All the reasons for that principle and that design are on display with the Obama-era policy known as DACA, which the Trump administration said Tuesday it is rescinding.

It is difficult to pass a law in our system of government, and intentionally so. The idea is to prevent not only the passage of bad laws but the repeal of good ones. The trade-off is that some bad laws are hard to repeal (ahem, Obamacare) and some good ideas are hard to pass.

DACA, which stands for Deferred Action on Childhood Arrivals, is one of the latter. It makes little sense to throw out people who didn’t choose to come here, legally or not, who have few or no ties to the country of their birth, and who have been educated here at the taxpayers’ expense.

But as this week’s actions by the Trump administration show, the way to accommodate them is not by ignoring immigration laws but by changing them.

The opposite of our slow-moving, difficult but relatively permanent lawmaking process is rule by the executive branch — the president and the bureaucracy. It moves faster because it need not wait for debate. It also need not take account of other considerations, such as how a particular idea will work in the broader context. In this case, that means the bigger-picture need for an immigration reform that balances compassion for those who have been living here illegally with justice and border security to prevent the problem from mushrooming (again).

Those were among the temptations that led President Barack Obama to implement DACA in June 2012 (another obvious one being politics, as he sought re-election that year). But here, too, is a trade-off.

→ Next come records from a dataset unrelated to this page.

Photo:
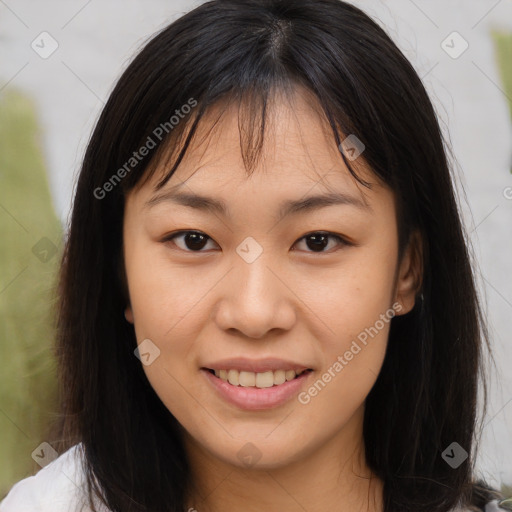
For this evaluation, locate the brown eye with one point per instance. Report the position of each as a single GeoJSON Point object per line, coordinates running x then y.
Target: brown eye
{"type": "Point", "coordinates": [318, 241]}
{"type": "Point", "coordinates": [192, 241]}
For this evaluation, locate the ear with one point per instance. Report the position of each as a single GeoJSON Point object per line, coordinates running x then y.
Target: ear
{"type": "Point", "coordinates": [410, 272]}
{"type": "Point", "coordinates": [128, 314]}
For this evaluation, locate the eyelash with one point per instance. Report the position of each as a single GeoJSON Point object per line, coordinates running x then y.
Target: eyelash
{"type": "Point", "coordinates": [341, 240]}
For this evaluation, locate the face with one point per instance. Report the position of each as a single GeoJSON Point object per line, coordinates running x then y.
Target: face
{"type": "Point", "coordinates": [257, 289]}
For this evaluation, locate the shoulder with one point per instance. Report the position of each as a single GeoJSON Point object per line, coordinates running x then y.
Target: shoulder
{"type": "Point", "coordinates": [58, 487]}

When he left office and Donald Trump took over, there was no check against the new president simply changing the policy.

There was also less legal ground for the policy to stand on when challenged in court. DACA was likely to be struck down by the judiciary as an unlawful use of executive power and then ended immediately, rather than after six months under the Trump policy. Those criticizing Trump as simply cruel or mean-spirited tend to gloss over both of those elements.

They also tend to ignore that, precisely because those affected by DACA, the so-called “dreamers,” are such a sympathetic group, their problem cries out for being addressed legislatively. Not only is a law more permanent than an executive order, but a popular element of immigration reform can be the first building block for a broader overhaul. As sympathetic as the “dreamers” may be, they represent only about 800,000 of the estimated 11.3 million illegal immigrants in the United States. If executive action won’t suffice to deal with them, it certainly won’t suffice for the other 10.5 million — whether the executive wants to grant them amnesty or crack down on them. Congress needs to act.

Public sentiment supports action here by Congress, even if public trust in Congress to do its job is deservedly low. Then again, our system also provides an opportunity to replace ineffective legislators. The next one comes in 14 months.